Trump has shown up in Georgia to rally support for Perdue, but the move evidently wasn’t enough to change the former Senator’s fortunes. It was probably revealing that Georgia reporter Greg Bluestein described rally-goers at that particular Trump event as showing remarkably low levels of enthusiasm while the ex-president spoke. “This crowd is hardly applauding. Not the same sort of enthusiasm I’ve seen at other Trump rallies,” the reporter explained. Bluestein also characterized the crowd size as strikingly small — something that seems likely to have gotten on Trump’s nerves, if he even admitted the truth.

Trump turned against Kemp over the governor’s refusals to go along with attempts to undercut the outcome of the 2020 presidential election. Trump got on the phone with Kemp in December 2020, pushing the Georgia leader to call a special legislative session for the purpose of having legislators appoint electoral college members for Georgia who backed Trump, although Biden won Georgia. The Washington Post characterized Trump’s push to Kemp as including a hope that the governor would have a role in essentially cajoling state legislators into action. Infamously, Trump also spoke over the phone with Georgia Secretary of State Brad Raffensperger (R) in the aftermath of the 2020 presidential election. Trump implored Raffensperger to “find” enough votes to flip the state from Biden, something Raffensperger couldn’t have legitimately done since there was no real-world evidence of widespread missing votes. Raffensperger also pushed back.

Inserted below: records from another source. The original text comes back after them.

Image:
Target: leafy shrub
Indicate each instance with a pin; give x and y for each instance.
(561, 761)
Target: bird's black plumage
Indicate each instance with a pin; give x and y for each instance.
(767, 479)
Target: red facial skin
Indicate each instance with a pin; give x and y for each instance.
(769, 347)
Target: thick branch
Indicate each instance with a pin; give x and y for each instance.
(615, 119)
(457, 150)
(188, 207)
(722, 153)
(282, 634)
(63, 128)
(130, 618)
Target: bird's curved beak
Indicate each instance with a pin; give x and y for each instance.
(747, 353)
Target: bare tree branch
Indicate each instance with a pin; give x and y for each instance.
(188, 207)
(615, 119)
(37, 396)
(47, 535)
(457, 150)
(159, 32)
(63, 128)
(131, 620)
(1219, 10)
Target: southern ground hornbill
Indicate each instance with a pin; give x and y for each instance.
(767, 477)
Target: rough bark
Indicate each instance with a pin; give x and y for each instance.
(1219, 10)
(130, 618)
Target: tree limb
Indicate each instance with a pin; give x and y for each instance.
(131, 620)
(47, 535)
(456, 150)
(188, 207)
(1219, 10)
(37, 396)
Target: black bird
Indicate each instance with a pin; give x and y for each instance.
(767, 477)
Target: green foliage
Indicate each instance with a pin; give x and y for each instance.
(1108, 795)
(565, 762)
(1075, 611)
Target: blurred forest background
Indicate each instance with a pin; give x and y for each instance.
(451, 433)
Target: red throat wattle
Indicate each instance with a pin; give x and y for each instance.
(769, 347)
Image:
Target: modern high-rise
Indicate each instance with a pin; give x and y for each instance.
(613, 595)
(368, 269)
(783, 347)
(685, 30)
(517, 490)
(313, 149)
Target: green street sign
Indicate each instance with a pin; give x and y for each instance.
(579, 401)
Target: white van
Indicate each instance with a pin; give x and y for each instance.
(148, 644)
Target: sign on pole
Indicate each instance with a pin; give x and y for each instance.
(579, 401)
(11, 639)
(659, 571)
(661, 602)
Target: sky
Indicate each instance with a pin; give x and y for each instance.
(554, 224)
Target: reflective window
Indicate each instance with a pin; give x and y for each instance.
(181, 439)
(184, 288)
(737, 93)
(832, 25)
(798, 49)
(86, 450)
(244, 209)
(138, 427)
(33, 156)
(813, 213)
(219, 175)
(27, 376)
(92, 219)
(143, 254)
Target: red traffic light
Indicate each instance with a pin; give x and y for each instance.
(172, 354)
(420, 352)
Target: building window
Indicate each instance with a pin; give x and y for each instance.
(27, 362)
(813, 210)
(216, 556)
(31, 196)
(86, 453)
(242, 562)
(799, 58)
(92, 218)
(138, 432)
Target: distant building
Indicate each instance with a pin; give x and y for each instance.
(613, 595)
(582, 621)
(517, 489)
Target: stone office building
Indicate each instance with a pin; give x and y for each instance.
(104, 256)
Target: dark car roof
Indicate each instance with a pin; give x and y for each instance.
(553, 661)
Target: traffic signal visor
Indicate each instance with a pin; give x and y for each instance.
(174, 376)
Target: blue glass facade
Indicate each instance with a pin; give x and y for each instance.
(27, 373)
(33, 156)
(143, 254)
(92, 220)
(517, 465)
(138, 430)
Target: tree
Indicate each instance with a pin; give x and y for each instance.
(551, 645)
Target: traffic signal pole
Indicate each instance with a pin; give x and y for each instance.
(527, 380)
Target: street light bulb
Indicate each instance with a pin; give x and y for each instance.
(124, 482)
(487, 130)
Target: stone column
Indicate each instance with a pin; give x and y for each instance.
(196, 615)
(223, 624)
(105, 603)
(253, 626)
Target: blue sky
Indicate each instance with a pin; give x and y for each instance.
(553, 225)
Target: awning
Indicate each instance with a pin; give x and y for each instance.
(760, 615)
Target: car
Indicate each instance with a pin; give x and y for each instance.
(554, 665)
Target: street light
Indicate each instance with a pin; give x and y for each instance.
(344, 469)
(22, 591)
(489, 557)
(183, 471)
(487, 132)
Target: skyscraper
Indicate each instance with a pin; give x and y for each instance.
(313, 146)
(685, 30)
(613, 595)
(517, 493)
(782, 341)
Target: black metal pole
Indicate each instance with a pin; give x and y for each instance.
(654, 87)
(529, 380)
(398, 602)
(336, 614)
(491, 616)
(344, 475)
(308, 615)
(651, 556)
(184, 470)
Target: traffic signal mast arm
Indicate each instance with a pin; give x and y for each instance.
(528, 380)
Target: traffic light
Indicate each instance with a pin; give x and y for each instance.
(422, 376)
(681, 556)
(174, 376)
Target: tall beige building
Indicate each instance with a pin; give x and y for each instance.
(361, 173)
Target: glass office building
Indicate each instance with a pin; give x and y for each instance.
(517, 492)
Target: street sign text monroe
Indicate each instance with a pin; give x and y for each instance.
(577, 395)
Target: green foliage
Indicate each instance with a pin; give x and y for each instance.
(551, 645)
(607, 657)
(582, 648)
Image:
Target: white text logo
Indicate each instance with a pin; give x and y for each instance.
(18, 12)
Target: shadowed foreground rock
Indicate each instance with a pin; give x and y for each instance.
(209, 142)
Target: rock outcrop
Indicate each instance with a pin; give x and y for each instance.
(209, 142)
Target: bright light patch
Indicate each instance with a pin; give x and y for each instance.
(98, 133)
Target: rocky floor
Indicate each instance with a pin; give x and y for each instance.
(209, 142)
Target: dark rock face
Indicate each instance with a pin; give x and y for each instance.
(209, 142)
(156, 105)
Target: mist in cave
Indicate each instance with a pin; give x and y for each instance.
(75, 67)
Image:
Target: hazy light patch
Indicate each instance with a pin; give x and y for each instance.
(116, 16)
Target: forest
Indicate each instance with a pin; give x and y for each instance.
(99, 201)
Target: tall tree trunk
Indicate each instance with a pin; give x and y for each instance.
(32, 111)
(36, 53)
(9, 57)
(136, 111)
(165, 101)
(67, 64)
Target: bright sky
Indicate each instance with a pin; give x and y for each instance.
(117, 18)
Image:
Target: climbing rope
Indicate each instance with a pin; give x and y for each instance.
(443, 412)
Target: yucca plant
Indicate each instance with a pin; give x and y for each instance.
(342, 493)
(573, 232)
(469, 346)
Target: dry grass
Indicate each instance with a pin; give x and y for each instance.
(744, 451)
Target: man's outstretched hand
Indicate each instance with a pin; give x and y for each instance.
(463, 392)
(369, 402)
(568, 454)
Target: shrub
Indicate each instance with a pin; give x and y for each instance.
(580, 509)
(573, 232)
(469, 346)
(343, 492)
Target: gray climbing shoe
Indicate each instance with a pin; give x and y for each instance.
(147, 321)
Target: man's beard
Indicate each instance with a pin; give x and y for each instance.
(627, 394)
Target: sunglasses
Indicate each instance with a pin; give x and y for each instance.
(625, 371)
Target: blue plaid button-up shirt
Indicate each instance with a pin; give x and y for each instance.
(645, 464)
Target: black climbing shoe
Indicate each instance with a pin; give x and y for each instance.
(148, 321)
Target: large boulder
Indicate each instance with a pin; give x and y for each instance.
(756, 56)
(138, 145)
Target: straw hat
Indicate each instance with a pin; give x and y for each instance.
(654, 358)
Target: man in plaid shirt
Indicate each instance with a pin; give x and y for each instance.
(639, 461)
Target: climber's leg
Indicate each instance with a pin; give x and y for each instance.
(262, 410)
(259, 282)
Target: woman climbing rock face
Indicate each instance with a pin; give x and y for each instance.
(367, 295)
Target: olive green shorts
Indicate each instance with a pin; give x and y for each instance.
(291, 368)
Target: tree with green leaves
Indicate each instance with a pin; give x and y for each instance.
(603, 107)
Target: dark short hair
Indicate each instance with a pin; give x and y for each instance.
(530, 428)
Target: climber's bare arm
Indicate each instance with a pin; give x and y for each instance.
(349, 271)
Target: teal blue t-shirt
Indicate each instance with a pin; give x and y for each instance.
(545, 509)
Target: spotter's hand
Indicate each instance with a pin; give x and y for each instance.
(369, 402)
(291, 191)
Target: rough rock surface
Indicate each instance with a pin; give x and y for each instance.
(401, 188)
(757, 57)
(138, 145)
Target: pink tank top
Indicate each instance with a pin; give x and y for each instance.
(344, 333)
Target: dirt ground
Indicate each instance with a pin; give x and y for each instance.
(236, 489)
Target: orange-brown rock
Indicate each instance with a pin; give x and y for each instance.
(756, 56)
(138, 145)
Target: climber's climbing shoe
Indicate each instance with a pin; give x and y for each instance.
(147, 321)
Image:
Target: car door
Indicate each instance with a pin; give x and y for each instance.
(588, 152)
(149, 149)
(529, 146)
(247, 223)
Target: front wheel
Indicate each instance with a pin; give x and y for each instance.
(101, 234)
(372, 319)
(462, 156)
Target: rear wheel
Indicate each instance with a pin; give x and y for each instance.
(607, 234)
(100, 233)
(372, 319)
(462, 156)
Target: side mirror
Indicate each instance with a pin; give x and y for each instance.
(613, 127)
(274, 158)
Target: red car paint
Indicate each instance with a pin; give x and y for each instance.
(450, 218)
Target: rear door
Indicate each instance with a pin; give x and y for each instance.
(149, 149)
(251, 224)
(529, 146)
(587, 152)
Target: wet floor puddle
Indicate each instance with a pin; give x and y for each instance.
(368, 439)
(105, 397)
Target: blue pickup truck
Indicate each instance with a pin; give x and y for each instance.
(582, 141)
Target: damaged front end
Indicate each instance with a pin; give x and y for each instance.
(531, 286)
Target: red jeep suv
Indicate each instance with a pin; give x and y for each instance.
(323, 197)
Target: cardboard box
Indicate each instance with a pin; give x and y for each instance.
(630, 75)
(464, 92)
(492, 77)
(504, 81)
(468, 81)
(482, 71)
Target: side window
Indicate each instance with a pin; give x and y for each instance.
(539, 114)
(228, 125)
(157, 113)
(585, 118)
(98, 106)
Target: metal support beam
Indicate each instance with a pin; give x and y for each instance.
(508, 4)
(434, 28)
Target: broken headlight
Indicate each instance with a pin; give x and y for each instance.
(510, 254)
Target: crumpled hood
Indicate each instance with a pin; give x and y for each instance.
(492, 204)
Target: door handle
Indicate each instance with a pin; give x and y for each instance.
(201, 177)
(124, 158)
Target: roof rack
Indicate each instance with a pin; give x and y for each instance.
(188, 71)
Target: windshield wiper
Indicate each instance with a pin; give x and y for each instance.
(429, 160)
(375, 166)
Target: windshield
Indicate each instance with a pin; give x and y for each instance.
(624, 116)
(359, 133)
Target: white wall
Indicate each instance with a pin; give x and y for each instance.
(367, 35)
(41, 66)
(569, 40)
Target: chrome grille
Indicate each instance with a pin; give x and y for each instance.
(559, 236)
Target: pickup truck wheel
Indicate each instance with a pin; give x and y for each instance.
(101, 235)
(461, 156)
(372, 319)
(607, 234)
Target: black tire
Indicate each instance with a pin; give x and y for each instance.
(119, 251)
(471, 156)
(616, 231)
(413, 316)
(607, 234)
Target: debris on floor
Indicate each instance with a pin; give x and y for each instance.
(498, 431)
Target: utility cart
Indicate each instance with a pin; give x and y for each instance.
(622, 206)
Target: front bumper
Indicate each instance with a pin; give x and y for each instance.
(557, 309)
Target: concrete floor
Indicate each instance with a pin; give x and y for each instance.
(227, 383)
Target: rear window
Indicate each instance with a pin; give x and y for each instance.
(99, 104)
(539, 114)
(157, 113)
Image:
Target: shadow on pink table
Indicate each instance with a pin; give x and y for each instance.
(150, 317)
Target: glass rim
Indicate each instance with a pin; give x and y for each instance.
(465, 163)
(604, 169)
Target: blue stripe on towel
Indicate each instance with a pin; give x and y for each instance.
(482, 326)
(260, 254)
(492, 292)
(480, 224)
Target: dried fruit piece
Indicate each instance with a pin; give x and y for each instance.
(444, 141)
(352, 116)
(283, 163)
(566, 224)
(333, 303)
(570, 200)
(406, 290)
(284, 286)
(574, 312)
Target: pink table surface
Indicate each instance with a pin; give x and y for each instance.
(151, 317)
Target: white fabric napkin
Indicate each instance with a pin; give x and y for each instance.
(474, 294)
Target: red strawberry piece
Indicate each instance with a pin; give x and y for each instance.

To have someone like Perdue in power in place of Kemp could threaten the national process of electing the president. What if Perdue is at the helm in Georgia during the next presidential election, and what if Trump runs again — and loses in Georgia again? It’s not far-fetched to imagine that Perdue would seek to undercut the perceptibly unfavorable outcome. If Kemp isn’t above 50 percent in the eventual primary results, then he and the second-place finisher — presumably Perdue — will have to face off in a follow-up run-off election featuring just the two in the race. But recent polling suggests that Kemp will be able to avoid having to go to a run-off election, meaning he’ll be set to face Democratic contender Stacey Abrams once again.